Assim, entendemos que o contrato que gerar uma prestação e/ou uma cominação que resulte em redução substancial do padrão de vida e subsistência do produtor ou da sua família, ou inviabilize que ele possa formar a próxima lavoura/plantel e continuar na atividade, será abusivo. 

Assim, na ocorrência de fato natural, cujos efeitos sobre a lavoura/plantel não foi possível ao produtor evitar ou impedir, e desde que tenha agido com zelo e dedicação razoáveis:

  • o credor poderá exigir o pagamento da prestação devida, no prazo avençado, somente se houver cláusula expressa, literal, objetiva de responsabilização do produtor quanto a caso fortuito e força maior;
  • ainda que aquela cláusula conste no contrato, o montante da prestação, se integral ou parcial, ficará subordinado à confirmação de estarem disponíveis ao produtor meios dignos de manutenção, e condições adequadas para formar a próxima lavoura/plantel;
  • cominações, prejuízos, perdas e danos e similares também ficarão subordinadas à existência de cláusula própria, literal, clara a respeito, e só incidirão se o produtor não cumprir com a obrigação, ainda que alongada.

Também dizemos que os contratos com os produtores rurais não são aleatórios de forma absoluta, mas de forma relativa, devendo ser observado se as circunstâncias e expectativas das partes, vigentes quando assinado o contrato, destoam pouco ou muito da realidade verificada por ocasião da exigência da prestação, pois:

  • as partes que os pactuam têm consciência das probabilidades de ocorrência de perdas em lavouras ou plantéis, por conta de eventos naturais;
  • nas suas circunstâncias e por razões próprias, fizeram de forma tácita uma projeção conjunta de razoável possibilidade de obtenção do pactuado, estabelecendo informalmente uma simetria de entendimentos, que será desequilibrada na ocorrência de um caso fortuito ou de força maior em dimensão não considerada pelas partes na formação das suas expectativas, e com maior ou menor efeito sobre a execução do contrato conforme a situação financeira do produtor.

É mais do que Ortega y Gasset disse sobre o homem ser “o homem e a sua circunstância”: o contrato também é “o contrato e sua circunstância”, a atividade produtiva é “a atividade produtiva e sua circunstância”, as expectativas das partes também são “as expectativas das partes e sua circunstância”.

Possibilidade de caracterização de incidentes de mercado como justificadores da revisão contratual

Na parte final do ano-safra 2020/2021, alguns produtores pretenderam obter repactuações ou exonerações contratuais, alegando expressiva valorização de preço da soja, após a formalização do contrato e definição da relação de troca produto/insumos.

Acompanhamos o entendimento dos juristas que consideram ser inadmissível tal postulação, uma vez que quando da formalização do contrato, o produtor estava satisfeito, em tese, com o preço do produto e/ou a relação de troca por insumos.

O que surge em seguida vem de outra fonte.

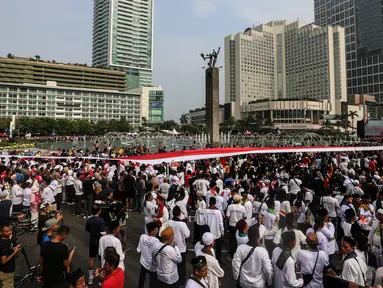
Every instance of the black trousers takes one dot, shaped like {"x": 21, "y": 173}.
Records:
{"x": 70, "y": 193}
{"x": 152, "y": 275}
{"x": 197, "y": 232}
{"x": 302, "y": 227}
{"x": 218, "y": 249}
{"x": 58, "y": 200}
{"x": 88, "y": 205}
{"x": 233, "y": 240}
{"x": 182, "y": 269}
{"x": 165, "y": 285}
{"x": 77, "y": 204}
{"x": 269, "y": 245}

Dizemos “satisfação, em tese” por ser o mercado de “barter” tão ou mais concentrado que o de crédito rural, sendo que neste atuam fortemente bancos públicos, e há supervisão pelo Banco Central e regulação pelo BCB e pelo Conselho Monetário Nacional, e naquele vigora a “liberdade para pactuar”. 

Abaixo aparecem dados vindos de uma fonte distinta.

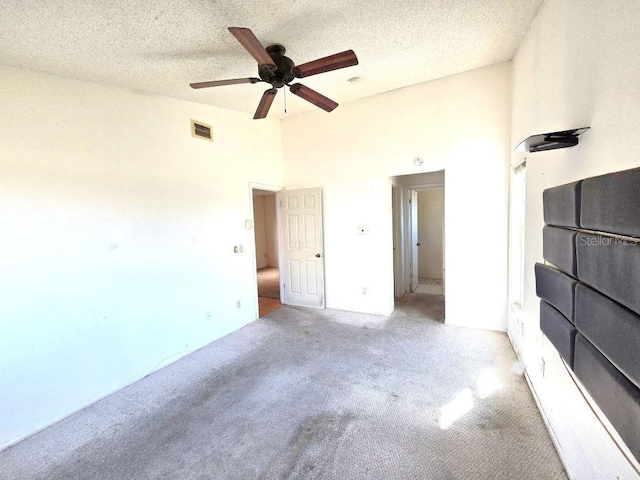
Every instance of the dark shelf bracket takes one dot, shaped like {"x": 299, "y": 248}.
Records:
{"x": 551, "y": 141}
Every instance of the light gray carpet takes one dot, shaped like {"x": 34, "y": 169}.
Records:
{"x": 313, "y": 394}
{"x": 269, "y": 282}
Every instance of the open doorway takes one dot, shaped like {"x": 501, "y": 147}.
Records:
{"x": 419, "y": 238}
{"x": 267, "y": 250}
{"x": 430, "y": 241}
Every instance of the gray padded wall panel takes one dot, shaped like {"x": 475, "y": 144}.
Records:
{"x": 556, "y": 288}
{"x": 611, "y": 328}
{"x": 611, "y": 266}
{"x": 611, "y": 203}
{"x": 562, "y": 205}
{"x": 558, "y": 247}
{"x": 617, "y": 397}
{"x": 560, "y": 331}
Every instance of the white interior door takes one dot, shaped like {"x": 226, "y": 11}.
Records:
{"x": 302, "y": 247}
{"x": 414, "y": 240}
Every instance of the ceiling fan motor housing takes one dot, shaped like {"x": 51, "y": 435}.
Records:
{"x": 283, "y": 73}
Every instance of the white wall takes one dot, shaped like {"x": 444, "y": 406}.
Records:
{"x": 460, "y": 124}
{"x": 260, "y": 229}
{"x": 430, "y": 224}
{"x": 578, "y": 66}
{"x": 116, "y": 239}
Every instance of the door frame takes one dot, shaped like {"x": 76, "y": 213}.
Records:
{"x": 254, "y": 263}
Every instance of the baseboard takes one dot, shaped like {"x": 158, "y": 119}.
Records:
{"x": 552, "y": 433}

Então, de certa forma é exeqüível mencionar uma possível “dominância de mercado” pelos grandes traders e fornecedores de insumos, o que pode dar fundamento a questionamento que eventualmente se faça quanto ao processo de formação dos preços e relações de troca, no âmbito de um contrato, bem como quanto à paridade/equilíbrio entre as partes atuantes na celebração do negócio.

De fato, nos negócios via “barter” há quase sempre pouca transparência quanto aos deságios praticados sobre o preço em bolsa, na formação do preço pago ao produtor rural. Também quanto aos preços dos insumos praticados nas compras à vista e nos contratos de “barter”, e quanto ao percentual das compras das “trading companies” que está plenamente “travado” em operações de “hedge. A nosso ver, tais referenciais deveriam constar no instrumento contratual.

Decisões judiciais

Com relação à discussão de preços em contratos a termo, há bom número de julgados que não recepcionaram reclamações de produtores rurais, sob o argumento de que poderiam ter feito hedge em mercados futuros, de opções ou a termo. 

Contudo, tais julgados não podem ser seguidos e repetidos de forma meramente automática e repetitiva, sem análise individual do caso. Somente seriam corretos se o produtor fosse habitualmente um gestor de mercados financeiros, habilitado a tratar de swaps cambiais e entrada/saída de posições, com disponibilidade financeira para suportar ajustes de margens e exigência de garantias com periodicidade inferior à da obtenção das receitas rurais, com tempo suficiente para acompanhar o mercado e dar ordens de compra, venda ou aluguel de contratos e opções sobre estes. E mais, se houvesse oferta, a preços razoáveis, de contratos com liquidez e volume compatíveis com o local de produção e a natureza da produção formada pelo produtor em seu estabelecimento.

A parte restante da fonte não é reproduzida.